Questions the search bar asks me
- Does the MiSTer Multisystem 2 need a DE10-Nano?
- No. Both the £204 digital and £252 analog models have the Intel Cyclone V FPGA integrated directly onto the mainboard. It is the first MiSTer-compatible project to move off the standard Terasic DE10-Nano development board while keeping 100% compatibility with the MiSTer Project.
- How much does the MiSTer Multisystem 2 cost?
- The digital-only model is £204 (about $260 USD) and the analog model is £252 (about $320 USD), both including VAT. US buyers should budget more — Lon.TV reported a street cost near $386 once shipping and tariffs were added, before you supply your own microSD card and controllers.

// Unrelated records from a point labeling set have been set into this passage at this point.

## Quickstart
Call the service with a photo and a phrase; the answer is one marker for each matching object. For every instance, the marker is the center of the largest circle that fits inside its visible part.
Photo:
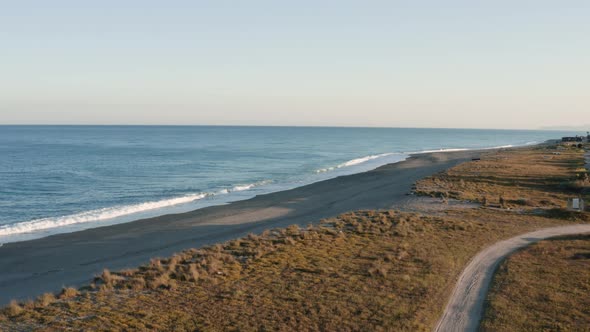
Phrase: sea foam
(98, 215)
(94, 215)
(354, 162)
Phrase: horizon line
(279, 126)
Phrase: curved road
(465, 308)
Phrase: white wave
(112, 212)
(249, 186)
(94, 215)
(439, 150)
(468, 149)
(354, 162)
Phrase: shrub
(14, 309)
(45, 299)
(68, 292)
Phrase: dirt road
(465, 308)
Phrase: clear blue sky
(482, 64)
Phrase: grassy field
(544, 287)
(523, 179)
(366, 270)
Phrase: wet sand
(30, 268)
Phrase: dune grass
(541, 177)
(365, 270)
(544, 287)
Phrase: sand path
(465, 308)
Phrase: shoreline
(72, 259)
(222, 199)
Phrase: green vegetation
(542, 177)
(544, 287)
(365, 270)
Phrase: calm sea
(57, 179)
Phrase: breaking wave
(354, 162)
(112, 212)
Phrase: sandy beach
(33, 267)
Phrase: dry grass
(523, 179)
(544, 287)
(367, 270)
(364, 270)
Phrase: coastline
(108, 216)
(71, 259)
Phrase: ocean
(56, 179)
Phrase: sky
(454, 64)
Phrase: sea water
(56, 179)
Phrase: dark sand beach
(30, 268)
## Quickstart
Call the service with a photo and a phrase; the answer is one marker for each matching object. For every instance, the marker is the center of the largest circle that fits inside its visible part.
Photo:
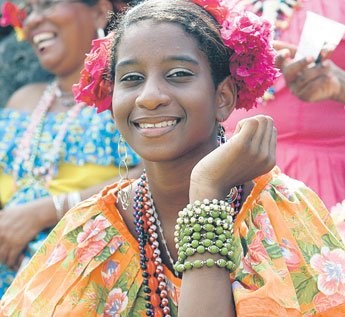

- Is FPGA actually better than software emulation?
- For latency and cycle-accuracy, yes — the FPGA is configured to electronically recreate the original chips rather than interpret their instructions in software. The trade-offs are cost and core coverage: RetroArch runs 200+ systems for free on hardware you already own, while MiSTer cores are fewer but generally more accurate and lower-latency.
- When did the MiSTer Multisystem 2 launch and how many were made?
- Pre-orders opened on 6 May 2025 with shipping from early August 2025. Batch 2 carried 1,000 units, and RMC Retro reportedly sold roughly 500 of them quickly after release. The MiSTer Project board design itself has been fully open-source hardware — schematics, PCB, and Gerbers — since July 2023.
- What is the MiSTer MultiSystem Handy?
- It is a portable MiSTer prototype announced in 2025, fitted with a 10,000mAh battery that delivered 7–8 hours of gameplay in Richard Heber's testing. As of mid-2026 it remains a prototype rather than a shipping product, so treat its battery and runtime figures as preliminary.